Extract Rates for Kitchens (minimum)...
- 30 l/s (litres per second) adjacent to a hob.
- 60 l/s (liters per second) elsewhere.
Extract Rate for Utility Rooms (minimum)...
- 30 l/s (litres per second).
Extract Rate for Bathrooms, Shower Rooms & Wet Rooms (minimum)...
- 15 l/s (litres per second).
Extract Rate for Sanitary Accomodation (minimum)...
- 6 l/s (litres per second).
Air Change Rates...
When installing an extractor fan in your kitchen, bathroom, toilet or wet room, it is important to know that Part F of The Building Regulations stipulates a minimum intermittent air extract rate for each of these areas:
Fitting an extractor fan in a bathroom or shower room...
Fitting an extractor fan in a bathroom or shower room is a real issue because of the increased risk of electric shock, a room containing a bath or shower is now considered a special location as outlined in the new 17th edition IEE Wiring Regulations. If you have the space, fit an in-line fan in your void or loft space as this area isn't considered a special location, therefore saving a lot of time, hassle and money.
Recommended in-line fans for bathrooms, shower rooms & wet rooms:
In line extractor fans with short duct runs click here
In line extractor fans with longer duct runs click here
If you can't fit an in line extractor fan and you have no alternative but to fit a fan in the room then please read on as the new regulations pay special attention to the zones in and around a bath or shower in the room.
These areas can be briefly explained, as can their effect on the type of extractor fans which can be used.
Wiring Regulations, The Building Regulations and any further compliancy that may be required. If in doubt, consult professional help from a qualified person or company.
- Zone 0 for a bathroom is the area inside the bath.
- Zone 0 for a shower room is the area inside the shower basin. If there is no shower basin, zone 0 is 10cm high from the finished floor level and extends to 1.2m around the fixed shower head.
- It is not practical to mount extractor fans in zone 0.
- Zone 1 for a bathroom is the same width as zone 0 (the width of the bath) extending to 2.25m above the finished floor level.
- Zone 1 for a shower room is 2.25m from the finished floor level or the height of the fixed shower head from the finished floor level if more than 2.25m, and the width of the shower basin. If the shower has no basin then zone 1 extends to 1.2m around the fixed shower head.
- Zone 1 does not include zone 0.
- The space under the bath tub or shower basin is considered to be zone 1. However, if the space under the bath or shower basin is only accessable with a tool, it is considered to be outside the zones.
- Extractor fans installed within zone 1 must be at least IPX4.
- Extractor fans installed within zone 1 must be fitted with 12v SELV motors with the SELV transformers and isolators fitted outside of zone 0, 1 & 2.
- Zone 2 for a bathroom is the same height as zone 1 (2.25m) extended to 0.6m around the bath.
- Zone 2 for a shower room is the same height as zone 1 extended to 0.6m around the shower basin.
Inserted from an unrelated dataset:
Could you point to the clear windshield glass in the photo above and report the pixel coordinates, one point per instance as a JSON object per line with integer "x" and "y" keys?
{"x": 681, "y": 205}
If there is no shower basin zone 2 is replaced by zone 1 extended to 1.2m around the fixed shower head.
- Extractor fans installed within zone 2 must be at least IPX4.
- Extractor fans installed within zone 2 must be fitted with 12v SELV motors with the SELV transformers and isolators fitted outside of zone 0, 1 & 2.
The extent of the zones in a bath or shower room can be limited by floors, ceilings and walls. For more detailed information see BS 7671 diagrams 701.1 & 701.2. Any electrical equipment installed on the surface of floors, ceilings and walls that limit a zone is subject to the requirements of that zone.
RCDs are required for all circuits in locations that contain a bath or shower. The requirements for local supplementary bonding have been relaxed if certain conditions are met.
Please note that this guide is only to be used as general reference. Please ensure that you are fully aware that any electrical and installation work must be carried out in accordance with IEE Wiring Regulations, The Building Regulations and any further compliancy that might be required. If in any doubt, consult professional help from a qualified individual or company.